Cpar, Siaarti e iWIN sono unite e solidali con la popolazione civile dell’Afghanistan, e ritengono di doversi far portavoce di alcuni “diritti non sacrificabili”. Gli anestesisti chiedono con forza che al popolo afghano venga garantita e mantenuta la possibilità di accedere ai servizi sanitari e ad una formazione indiscriminata e di qualità, in grado di garantire uno sviluppo autonomo e autodeterminato dei singoli “a prescindere da differenze di genere, origine, cultura e religione”.

“Crediamo nella necessità di focalizzare l’attenzione dei servizi di informazione (cartacei e telematici) sui nostri colleghi in Afghanistan, sui sanitari, impegnati nel lavoro sul campo a qualsiasi livello, sui docenti e sui discenti”

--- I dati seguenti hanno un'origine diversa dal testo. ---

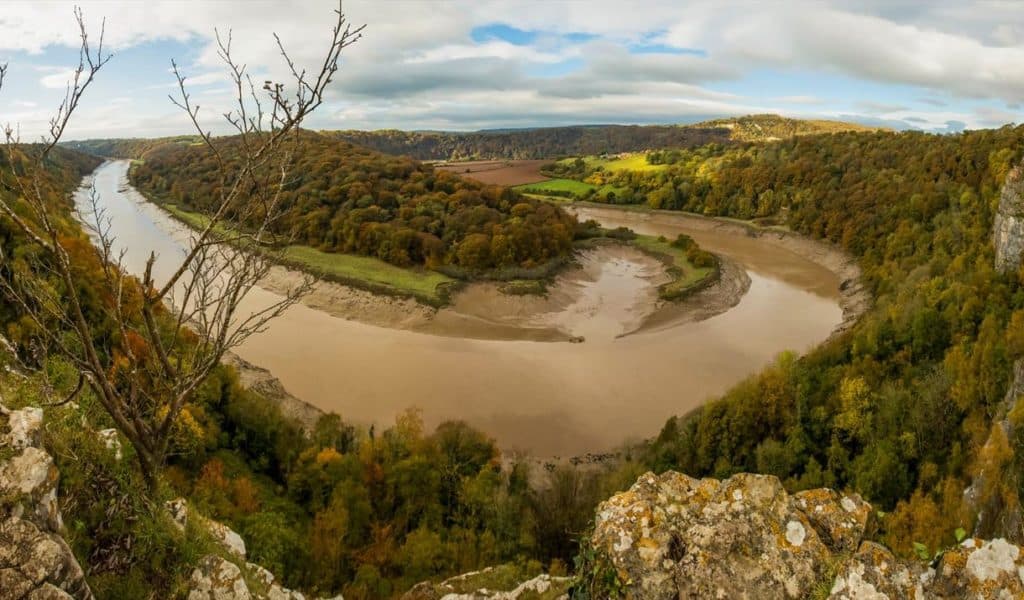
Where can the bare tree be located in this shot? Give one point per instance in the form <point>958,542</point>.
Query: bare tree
<point>170,333</point>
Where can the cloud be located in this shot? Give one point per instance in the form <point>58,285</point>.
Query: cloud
<point>487,63</point>
<point>57,79</point>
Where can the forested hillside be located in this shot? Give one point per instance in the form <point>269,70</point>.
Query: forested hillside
<point>553,142</point>
<point>771,127</point>
<point>347,199</point>
<point>365,511</point>
<point>65,171</point>
<point>132,147</point>
<point>899,408</point>
<point>530,143</point>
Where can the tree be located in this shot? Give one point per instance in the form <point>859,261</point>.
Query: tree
<point>143,346</point>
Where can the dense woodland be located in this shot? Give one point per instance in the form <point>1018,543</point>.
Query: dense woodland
<point>342,198</point>
<point>368,512</point>
<point>531,143</point>
<point>897,409</point>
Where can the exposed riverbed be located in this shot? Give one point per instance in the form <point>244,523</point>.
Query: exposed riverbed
<point>548,397</point>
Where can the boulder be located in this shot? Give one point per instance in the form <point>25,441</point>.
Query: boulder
<point>216,579</point>
<point>179,513</point>
<point>839,518</point>
<point>497,583</point>
<point>983,569</point>
<point>873,573</point>
<point>35,561</point>
<point>111,440</point>
<point>673,536</point>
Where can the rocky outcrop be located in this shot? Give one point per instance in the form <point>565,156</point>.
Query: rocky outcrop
<point>35,561</point>
<point>500,583</point>
<point>218,579</point>
<point>993,518</point>
<point>675,537</point>
<point>1008,230</point>
<point>227,538</point>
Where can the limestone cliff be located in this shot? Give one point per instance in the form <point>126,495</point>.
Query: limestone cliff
<point>674,537</point>
<point>1008,230</point>
<point>35,561</point>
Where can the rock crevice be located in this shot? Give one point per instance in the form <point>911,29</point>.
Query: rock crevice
<point>675,537</point>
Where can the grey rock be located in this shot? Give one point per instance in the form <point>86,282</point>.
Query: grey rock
<point>1008,229</point>
<point>35,561</point>
<point>873,573</point>
<point>675,537</point>
<point>839,518</point>
<point>216,579</point>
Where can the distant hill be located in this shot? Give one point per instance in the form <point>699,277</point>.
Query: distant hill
<point>130,147</point>
<point>546,142</point>
<point>772,127</point>
<point>550,142</point>
<point>536,143</point>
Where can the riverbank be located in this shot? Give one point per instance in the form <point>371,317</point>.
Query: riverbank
<point>854,299</point>
<point>550,399</point>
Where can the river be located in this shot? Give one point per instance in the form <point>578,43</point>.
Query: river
<point>545,397</point>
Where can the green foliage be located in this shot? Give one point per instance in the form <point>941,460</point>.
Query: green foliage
<point>890,408</point>
<point>530,143</point>
<point>349,200</point>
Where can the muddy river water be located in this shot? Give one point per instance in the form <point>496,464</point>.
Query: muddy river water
<point>547,397</point>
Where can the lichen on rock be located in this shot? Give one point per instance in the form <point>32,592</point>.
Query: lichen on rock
<point>675,537</point>
<point>672,536</point>
<point>35,560</point>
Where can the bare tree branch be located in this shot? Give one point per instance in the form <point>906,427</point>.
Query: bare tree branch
<point>161,337</point>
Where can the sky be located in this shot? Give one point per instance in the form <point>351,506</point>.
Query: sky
<point>939,66</point>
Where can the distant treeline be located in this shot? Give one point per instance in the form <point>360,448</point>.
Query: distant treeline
<point>343,198</point>
<point>130,147</point>
<point>531,143</point>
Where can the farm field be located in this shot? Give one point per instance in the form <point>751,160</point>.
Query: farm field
<point>498,172</point>
<point>360,271</point>
<point>567,187</point>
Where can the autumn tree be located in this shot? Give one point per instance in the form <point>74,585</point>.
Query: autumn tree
<point>144,345</point>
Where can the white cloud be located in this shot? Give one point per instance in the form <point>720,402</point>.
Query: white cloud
<point>419,68</point>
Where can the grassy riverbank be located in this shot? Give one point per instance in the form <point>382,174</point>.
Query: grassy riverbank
<point>687,277</point>
<point>358,271</point>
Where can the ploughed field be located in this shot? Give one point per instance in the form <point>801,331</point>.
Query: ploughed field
<point>548,397</point>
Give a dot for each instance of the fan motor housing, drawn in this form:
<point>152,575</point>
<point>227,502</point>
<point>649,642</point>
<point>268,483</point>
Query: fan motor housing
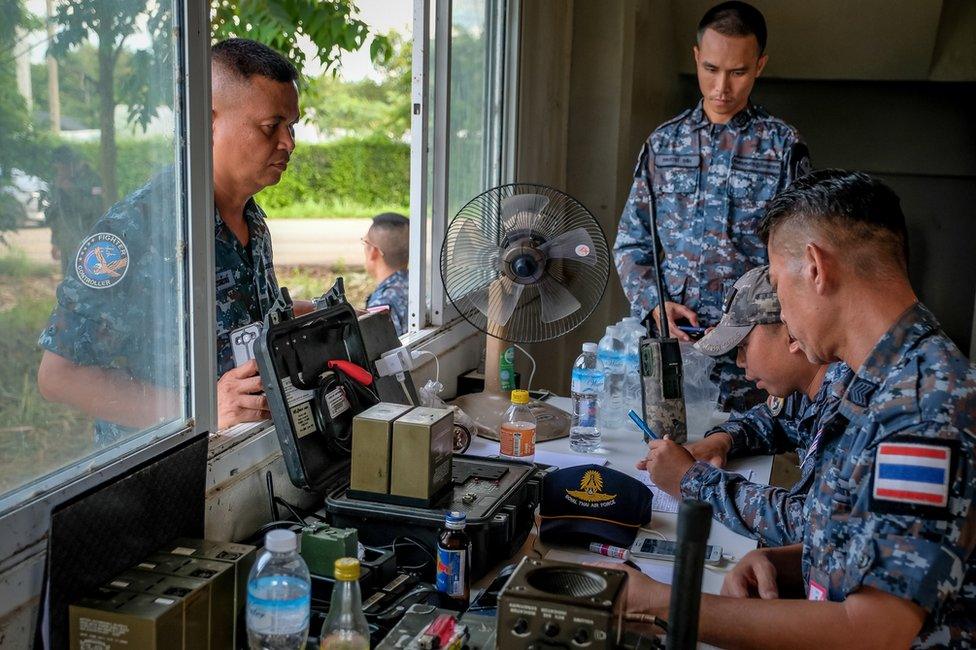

Cpar, Siaarti e iWIN chiedono in particolare “supporto con ogni mezzo disponibile per le colleghe, le studentesse ed aspiranti tali, discriminate in quanto donne sia nel loro ruolo professionale che nella vita privata. Nel contesto attuale, sempre più globalizzato, gli operatori sanitari e i docenti sono chiamati sia ad esercitare la loro professione che ad assolvere ad un ruolo sempre più rilevante nella difesa – chiara, netta, diretta – del diritto alle cure e all’istruzione per tutti”.

Uniti, si legge nell’appello, richiediamo alle Istituzioni nazionali e internazionali direttamente coinvolte e a quelle di cui orgogliosamente facciamo parte (le nostre Università), di “farsi protagonisti della necessità di ripristinare, difendere e garantire tutti i diritti umani fondamentali;
mantenere l’accesso ai servizi sanitari di base e alla protezione sociale per tutti i cittadini. Questo deve essere preservato collaborando con le Istituzioni e le Comunità locali, nella convinzione che la salute non sia un bene di consumo, ma un diritto umano universale; garantire l’impegno (advocacy) delle istituzioni per la promozione del mantenimento della formazione universitaria, senza discriminazioni di genere, in particolare nell’ambito sanitario, finalizzata alla formazione delle risorse umane dedicate, alla ricerca e alla divulgazione scientifica; tutelare in ogni realtà lavorativa le donne, in quanto maggiormente soggette a discriminazioni, violenze, limitazione delle libertà individuali”.

“Ci sentiamo società civile di questa Europa, che è patria dei diritti umani, e che deve riconoscere di fronte agli stessi un privilegio e un dovere in più: difenderli”, concludono le organizzazioni.